Irish Revenue on March 12 released guidance on how it will implement spontaneous exchange of tax ruling information with EU Member States. The directive applies with immediate effect.
As a member of the EU, Ireland is subject to the EU Directive on Administrative Cooperation in the Field of Taxation which took effect January 2013. The Directive obligates Member States to spontaneously exchange information, including tax rulings, with other Member States.

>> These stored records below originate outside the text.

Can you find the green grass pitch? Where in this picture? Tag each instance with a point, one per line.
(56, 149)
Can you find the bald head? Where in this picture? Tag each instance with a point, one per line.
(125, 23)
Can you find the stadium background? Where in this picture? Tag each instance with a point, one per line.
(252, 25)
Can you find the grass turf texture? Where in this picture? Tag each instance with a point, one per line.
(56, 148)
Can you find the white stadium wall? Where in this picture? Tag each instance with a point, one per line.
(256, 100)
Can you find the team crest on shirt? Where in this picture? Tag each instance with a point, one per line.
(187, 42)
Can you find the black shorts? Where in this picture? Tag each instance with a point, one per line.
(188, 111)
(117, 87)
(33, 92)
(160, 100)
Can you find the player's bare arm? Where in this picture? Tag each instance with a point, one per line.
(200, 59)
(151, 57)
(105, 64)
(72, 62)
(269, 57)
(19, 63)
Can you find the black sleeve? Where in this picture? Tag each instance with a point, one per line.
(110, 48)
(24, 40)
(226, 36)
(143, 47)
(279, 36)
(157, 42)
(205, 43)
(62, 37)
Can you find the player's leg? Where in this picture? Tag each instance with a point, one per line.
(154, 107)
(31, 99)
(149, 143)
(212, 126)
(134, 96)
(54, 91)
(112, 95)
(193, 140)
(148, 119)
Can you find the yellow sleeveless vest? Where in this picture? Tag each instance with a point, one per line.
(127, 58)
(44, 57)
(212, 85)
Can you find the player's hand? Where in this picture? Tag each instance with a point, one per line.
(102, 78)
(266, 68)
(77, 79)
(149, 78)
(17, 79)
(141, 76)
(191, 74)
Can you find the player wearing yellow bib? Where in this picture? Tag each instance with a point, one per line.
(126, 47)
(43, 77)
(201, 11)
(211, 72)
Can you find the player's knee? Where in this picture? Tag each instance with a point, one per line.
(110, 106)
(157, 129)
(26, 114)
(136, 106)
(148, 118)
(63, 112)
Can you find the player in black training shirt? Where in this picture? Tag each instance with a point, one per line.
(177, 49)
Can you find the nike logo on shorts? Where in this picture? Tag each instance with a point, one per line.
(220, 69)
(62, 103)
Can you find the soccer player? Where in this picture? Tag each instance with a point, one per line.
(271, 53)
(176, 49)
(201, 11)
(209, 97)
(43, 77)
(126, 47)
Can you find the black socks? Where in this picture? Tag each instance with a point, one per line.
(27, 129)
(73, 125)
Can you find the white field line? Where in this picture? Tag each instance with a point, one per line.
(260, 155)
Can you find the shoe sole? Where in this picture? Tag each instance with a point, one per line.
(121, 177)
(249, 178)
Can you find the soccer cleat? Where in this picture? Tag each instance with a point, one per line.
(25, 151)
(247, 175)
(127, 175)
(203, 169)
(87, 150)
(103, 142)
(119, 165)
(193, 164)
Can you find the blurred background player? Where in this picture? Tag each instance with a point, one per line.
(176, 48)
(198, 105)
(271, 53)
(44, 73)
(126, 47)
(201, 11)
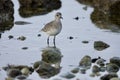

According to the guidance, examples of rulings that are subject to spontaneous exchange include situations where:
- Member State (MS) 1 gives clearance on the absence of a permanent establishment (PE) in MS 1 to a company resident in MS 2,
- MS 1 gives clearance on specific items related to the tax base of a PE in MS 1 to a company resident in MS 2,
- MS 1 gives clearance on the tax status of a hybrid entity resident in MS 1 which is controlled by residents of MS 2, and
- MS 1 gives clearance to a company resident in MS 1 regarding the tax value for depreciation of an asset (i.e. for capital allowances purposes) that is acquired from a group company in MS 2.
The above list is not exhaustive; other types of rulings with cross-border relevance are subject to spontaneous exchange of information, the guidance states.
If cross-border ruling information must be exchanged, Irish Revenue will provide the other jurisdiction with company identifying information, details of the issues, a summary of the opinion, and other information.